According to Sean Smith, co-founder of SimpleTiger, there is a simple question that can solve your customer feedback challenges. It’s a trick he picked up from a trip to Disneyland. While on vacation, he writes, he visited a re-creation of the tavern from the movie Beauty and the Beast. After enjoying a brew and a cinnamon roll, he was approached by a smiling clipboard-wielding employee who asked how did you rate your visit with us, Smith gave it a 10 out of 10. So far so good, obviously SMith couldn’t find fault with the service quality- job done, nothing to improve here.
Then our surveyor asked this magical question: “What was less than extraordinary about your experience here?”
Smith thought and commented on how the checkout line could have been speeded up.
But why is such a simple question so good?
- Actionable and Specific; the answer is almost guaranteed to be specific and actionable rather than vague and impressionistic. He assessed the service 10 out of 10- but thinking specifically about it, the service wasn’t really 10 out of 10… maybe it was a 9,5!
Smith comments “Had he just asked ‘How’d you like your experience’ I would have simply stated ‘It was great’ and moved on from there. This (question) holds an entirely different connotation, to which I replied with an actual constructive answer.”
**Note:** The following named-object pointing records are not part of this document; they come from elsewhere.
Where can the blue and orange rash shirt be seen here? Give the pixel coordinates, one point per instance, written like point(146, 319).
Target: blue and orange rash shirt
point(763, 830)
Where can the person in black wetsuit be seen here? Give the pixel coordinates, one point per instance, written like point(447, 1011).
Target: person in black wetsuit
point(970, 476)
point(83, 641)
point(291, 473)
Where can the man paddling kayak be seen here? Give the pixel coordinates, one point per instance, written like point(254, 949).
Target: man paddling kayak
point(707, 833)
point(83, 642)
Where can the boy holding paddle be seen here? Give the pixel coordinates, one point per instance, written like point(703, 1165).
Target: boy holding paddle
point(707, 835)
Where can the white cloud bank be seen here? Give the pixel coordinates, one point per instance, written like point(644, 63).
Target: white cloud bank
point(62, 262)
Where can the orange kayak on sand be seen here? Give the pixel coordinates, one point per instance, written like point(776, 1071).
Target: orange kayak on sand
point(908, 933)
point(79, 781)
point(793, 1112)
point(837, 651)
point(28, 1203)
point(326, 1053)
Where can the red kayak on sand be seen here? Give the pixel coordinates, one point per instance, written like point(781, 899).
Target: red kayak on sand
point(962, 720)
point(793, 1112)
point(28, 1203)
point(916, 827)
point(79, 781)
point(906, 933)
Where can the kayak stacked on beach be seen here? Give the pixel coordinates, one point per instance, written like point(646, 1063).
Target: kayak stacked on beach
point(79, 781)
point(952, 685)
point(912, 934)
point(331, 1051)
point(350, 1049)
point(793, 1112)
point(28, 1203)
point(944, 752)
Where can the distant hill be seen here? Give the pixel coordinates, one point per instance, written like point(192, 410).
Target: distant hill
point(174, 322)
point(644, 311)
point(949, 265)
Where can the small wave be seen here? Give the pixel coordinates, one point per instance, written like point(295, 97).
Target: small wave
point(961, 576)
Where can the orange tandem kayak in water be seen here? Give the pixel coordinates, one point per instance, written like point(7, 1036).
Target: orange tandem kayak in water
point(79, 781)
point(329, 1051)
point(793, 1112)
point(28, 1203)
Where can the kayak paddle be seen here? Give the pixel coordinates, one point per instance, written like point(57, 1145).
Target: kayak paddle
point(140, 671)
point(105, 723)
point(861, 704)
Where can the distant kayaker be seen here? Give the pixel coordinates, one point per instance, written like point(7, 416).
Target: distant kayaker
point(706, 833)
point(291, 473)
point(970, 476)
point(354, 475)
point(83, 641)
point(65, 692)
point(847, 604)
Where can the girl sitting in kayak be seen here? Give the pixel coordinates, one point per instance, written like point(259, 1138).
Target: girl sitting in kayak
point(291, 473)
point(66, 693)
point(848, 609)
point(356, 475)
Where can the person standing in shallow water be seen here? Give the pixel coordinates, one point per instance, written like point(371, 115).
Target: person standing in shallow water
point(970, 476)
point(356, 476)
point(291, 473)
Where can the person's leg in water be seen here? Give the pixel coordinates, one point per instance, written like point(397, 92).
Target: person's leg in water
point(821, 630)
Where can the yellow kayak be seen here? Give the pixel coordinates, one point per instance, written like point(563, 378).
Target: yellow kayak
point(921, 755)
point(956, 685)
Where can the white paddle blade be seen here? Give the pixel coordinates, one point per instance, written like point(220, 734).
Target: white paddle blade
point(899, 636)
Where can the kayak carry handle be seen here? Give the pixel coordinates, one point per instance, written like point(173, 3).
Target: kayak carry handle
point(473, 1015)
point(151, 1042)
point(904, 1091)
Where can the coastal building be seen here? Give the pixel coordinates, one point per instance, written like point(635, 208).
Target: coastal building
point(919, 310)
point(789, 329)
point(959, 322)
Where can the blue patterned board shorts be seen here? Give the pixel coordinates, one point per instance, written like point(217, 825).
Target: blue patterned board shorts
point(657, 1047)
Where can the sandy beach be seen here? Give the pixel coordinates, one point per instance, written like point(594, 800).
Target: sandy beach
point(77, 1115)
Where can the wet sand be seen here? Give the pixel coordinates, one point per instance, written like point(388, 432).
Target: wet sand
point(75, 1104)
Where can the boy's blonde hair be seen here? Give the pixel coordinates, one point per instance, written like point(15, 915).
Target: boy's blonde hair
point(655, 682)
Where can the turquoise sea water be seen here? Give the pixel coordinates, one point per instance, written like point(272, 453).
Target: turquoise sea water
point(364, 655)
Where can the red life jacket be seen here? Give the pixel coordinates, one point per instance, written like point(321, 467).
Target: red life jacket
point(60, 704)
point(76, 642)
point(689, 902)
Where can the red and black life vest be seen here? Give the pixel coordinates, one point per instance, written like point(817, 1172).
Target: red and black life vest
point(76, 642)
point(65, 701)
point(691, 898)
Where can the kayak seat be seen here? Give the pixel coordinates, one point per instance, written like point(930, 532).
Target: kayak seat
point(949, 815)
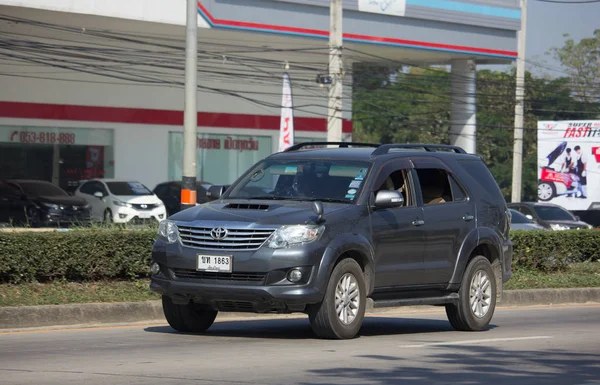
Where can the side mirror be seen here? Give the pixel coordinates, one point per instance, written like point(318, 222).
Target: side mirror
point(216, 191)
point(318, 209)
point(388, 199)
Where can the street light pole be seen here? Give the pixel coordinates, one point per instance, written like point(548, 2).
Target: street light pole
point(334, 111)
point(519, 110)
point(188, 183)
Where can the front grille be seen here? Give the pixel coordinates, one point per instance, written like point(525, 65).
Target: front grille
point(236, 239)
point(238, 277)
point(143, 207)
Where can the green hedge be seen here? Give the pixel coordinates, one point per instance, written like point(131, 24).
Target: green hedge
point(97, 254)
point(79, 255)
point(554, 250)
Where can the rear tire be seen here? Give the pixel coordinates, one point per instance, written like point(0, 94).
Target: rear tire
point(194, 318)
point(340, 315)
point(477, 297)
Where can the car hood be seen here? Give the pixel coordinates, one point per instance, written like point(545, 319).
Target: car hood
point(274, 213)
point(526, 226)
point(574, 224)
point(139, 199)
point(62, 200)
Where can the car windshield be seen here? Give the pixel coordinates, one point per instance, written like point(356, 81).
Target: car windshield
point(551, 213)
point(41, 189)
point(517, 217)
point(128, 188)
point(325, 180)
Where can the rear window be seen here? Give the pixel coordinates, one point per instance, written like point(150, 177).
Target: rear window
point(482, 176)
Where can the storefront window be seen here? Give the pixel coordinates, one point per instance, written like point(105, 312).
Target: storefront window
point(220, 159)
point(58, 155)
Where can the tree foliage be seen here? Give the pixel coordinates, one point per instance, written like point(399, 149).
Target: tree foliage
point(414, 106)
point(582, 62)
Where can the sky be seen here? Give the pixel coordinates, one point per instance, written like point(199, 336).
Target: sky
point(546, 24)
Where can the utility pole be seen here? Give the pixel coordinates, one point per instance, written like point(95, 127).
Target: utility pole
point(519, 109)
point(334, 112)
point(188, 183)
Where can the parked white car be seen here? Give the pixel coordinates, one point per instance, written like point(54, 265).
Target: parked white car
point(121, 201)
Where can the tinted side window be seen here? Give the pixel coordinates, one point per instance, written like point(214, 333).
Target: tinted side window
point(458, 194)
point(8, 191)
point(482, 176)
point(435, 186)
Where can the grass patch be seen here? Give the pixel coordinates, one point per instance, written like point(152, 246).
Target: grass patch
point(54, 293)
point(585, 274)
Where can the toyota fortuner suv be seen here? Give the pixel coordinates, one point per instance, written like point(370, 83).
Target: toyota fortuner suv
point(324, 230)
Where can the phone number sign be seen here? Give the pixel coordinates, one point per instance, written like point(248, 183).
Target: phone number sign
point(40, 137)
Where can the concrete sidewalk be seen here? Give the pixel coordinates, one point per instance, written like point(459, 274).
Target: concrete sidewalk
point(12, 318)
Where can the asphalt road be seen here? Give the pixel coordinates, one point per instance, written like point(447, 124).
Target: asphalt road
point(557, 345)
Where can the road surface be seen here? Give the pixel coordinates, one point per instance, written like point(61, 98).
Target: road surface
point(546, 345)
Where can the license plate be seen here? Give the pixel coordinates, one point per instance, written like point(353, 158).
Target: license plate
point(214, 263)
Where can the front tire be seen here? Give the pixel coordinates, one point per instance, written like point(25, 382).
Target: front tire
point(477, 297)
point(546, 191)
point(340, 315)
point(194, 318)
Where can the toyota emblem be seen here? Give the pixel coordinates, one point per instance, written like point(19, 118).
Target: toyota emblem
point(218, 233)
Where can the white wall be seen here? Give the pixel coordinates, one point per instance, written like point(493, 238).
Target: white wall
point(160, 11)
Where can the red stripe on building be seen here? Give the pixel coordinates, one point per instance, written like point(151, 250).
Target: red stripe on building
point(43, 111)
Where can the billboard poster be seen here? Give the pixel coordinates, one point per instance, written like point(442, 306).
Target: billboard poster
point(569, 163)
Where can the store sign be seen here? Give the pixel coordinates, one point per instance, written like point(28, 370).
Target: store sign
point(51, 135)
point(228, 143)
point(386, 7)
point(569, 163)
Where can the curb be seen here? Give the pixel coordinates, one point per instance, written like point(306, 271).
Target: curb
point(151, 311)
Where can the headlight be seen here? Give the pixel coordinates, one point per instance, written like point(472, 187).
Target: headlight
point(292, 235)
point(50, 205)
point(167, 230)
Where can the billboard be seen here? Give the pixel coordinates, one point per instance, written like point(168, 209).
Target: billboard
point(569, 163)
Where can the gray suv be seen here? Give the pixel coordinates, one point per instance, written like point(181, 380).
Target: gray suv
point(325, 230)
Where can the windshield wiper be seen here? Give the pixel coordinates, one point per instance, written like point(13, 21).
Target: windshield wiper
point(266, 197)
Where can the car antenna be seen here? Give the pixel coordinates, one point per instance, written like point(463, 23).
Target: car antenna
point(318, 209)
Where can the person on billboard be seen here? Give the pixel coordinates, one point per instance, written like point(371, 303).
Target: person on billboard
point(581, 172)
point(569, 167)
point(568, 164)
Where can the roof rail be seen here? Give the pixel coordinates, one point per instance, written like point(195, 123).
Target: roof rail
point(385, 148)
point(298, 146)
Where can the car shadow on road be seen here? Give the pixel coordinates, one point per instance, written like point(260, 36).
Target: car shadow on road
point(472, 365)
point(300, 328)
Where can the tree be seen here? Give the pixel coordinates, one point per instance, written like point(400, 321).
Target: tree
point(582, 62)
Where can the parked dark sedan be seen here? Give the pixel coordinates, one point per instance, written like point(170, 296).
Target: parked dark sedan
point(549, 215)
point(38, 203)
point(170, 194)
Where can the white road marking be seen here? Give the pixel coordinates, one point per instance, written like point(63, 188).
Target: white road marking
point(471, 342)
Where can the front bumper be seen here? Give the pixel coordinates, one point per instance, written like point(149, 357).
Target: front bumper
point(127, 214)
point(258, 282)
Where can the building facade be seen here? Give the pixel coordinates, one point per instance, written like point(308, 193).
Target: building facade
point(95, 89)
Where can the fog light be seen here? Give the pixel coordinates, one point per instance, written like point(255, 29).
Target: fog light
point(155, 268)
point(295, 275)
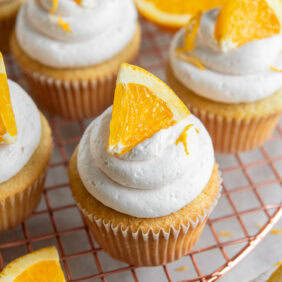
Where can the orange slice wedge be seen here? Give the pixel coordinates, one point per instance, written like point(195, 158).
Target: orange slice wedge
point(243, 21)
point(8, 127)
point(42, 265)
point(174, 14)
point(143, 105)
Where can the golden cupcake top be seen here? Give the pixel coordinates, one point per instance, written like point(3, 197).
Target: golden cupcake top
point(42, 265)
point(8, 126)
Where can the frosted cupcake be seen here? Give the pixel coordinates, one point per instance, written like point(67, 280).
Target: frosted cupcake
point(8, 13)
point(25, 150)
point(70, 52)
point(144, 173)
point(228, 72)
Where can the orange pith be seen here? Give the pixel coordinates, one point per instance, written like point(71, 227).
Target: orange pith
point(141, 109)
point(243, 21)
point(174, 14)
point(8, 127)
point(44, 271)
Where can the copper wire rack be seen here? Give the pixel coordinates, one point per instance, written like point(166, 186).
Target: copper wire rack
point(247, 210)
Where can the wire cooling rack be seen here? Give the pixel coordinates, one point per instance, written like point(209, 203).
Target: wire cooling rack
point(246, 212)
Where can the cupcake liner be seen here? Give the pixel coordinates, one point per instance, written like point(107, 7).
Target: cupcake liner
point(17, 208)
point(6, 28)
point(73, 100)
point(147, 249)
point(232, 135)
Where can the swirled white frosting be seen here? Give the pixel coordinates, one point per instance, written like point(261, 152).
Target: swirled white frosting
point(156, 178)
point(13, 157)
point(239, 75)
point(100, 29)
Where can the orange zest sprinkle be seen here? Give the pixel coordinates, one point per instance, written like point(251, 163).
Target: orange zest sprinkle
point(182, 268)
point(65, 26)
point(183, 138)
point(276, 231)
point(8, 126)
point(188, 59)
point(54, 7)
point(274, 69)
point(225, 234)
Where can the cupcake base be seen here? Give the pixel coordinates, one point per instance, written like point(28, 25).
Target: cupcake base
point(20, 195)
point(75, 93)
point(233, 127)
point(145, 241)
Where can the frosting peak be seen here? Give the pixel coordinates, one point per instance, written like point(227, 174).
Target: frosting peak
point(148, 180)
point(96, 30)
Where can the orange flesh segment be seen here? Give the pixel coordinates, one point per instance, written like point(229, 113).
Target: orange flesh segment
point(65, 26)
point(137, 115)
point(243, 21)
point(8, 127)
point(182, 7)
point(183, 138)
point(276, 276)
point(43, 271)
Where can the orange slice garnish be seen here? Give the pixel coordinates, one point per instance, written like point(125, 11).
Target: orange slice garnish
point(8, 127)
point(42, 265)
point(54, 6)
point(242, 21)
point(174, 14)
point(143, 105)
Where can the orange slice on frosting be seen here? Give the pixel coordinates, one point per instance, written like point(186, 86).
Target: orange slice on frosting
point(8, 127)
point(143, 105)
point(242, 21)
point(174, 14)
point(42, 265)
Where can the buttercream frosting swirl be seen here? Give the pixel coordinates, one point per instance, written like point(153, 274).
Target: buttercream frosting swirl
point(99, 29)
point(241, 74)
point(13, 157)
point(154, 179)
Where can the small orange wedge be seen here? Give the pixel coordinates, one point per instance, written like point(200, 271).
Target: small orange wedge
point(42, 265)
point(174, 14)
point(243, 21)
point(8, 127)
point(143, 105)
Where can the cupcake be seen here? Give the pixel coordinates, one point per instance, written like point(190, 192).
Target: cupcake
point(226, 67)
point(8, 13)
point(144, 173)
point(70, 52)
point(25, 150)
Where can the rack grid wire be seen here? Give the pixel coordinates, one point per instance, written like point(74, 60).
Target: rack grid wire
point(253, 175)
- Extraordinary expectations. But that isn’t the only reason this simple question is good. This question tells your customers a lot about your company aspirations. “Not only does it improve your service offering, it shows the expectations of the business as well — that they want to be absolutely extraordinary in everything they do,” Smith explains. “This made me feel better about where I was. It gave me a certain trust value as well, that I know everything is being done to make me have the absolute best time I can for the money I spent.” This was certainly reinforced when the questioner went back inside the “tavern” and had a quick word with the check out staff to speed the line- they took immediate action on the feedback. They are committed to improvement.
Could this question make your customers a little bit happier and your product a little bit better? Why don’t you try it and see.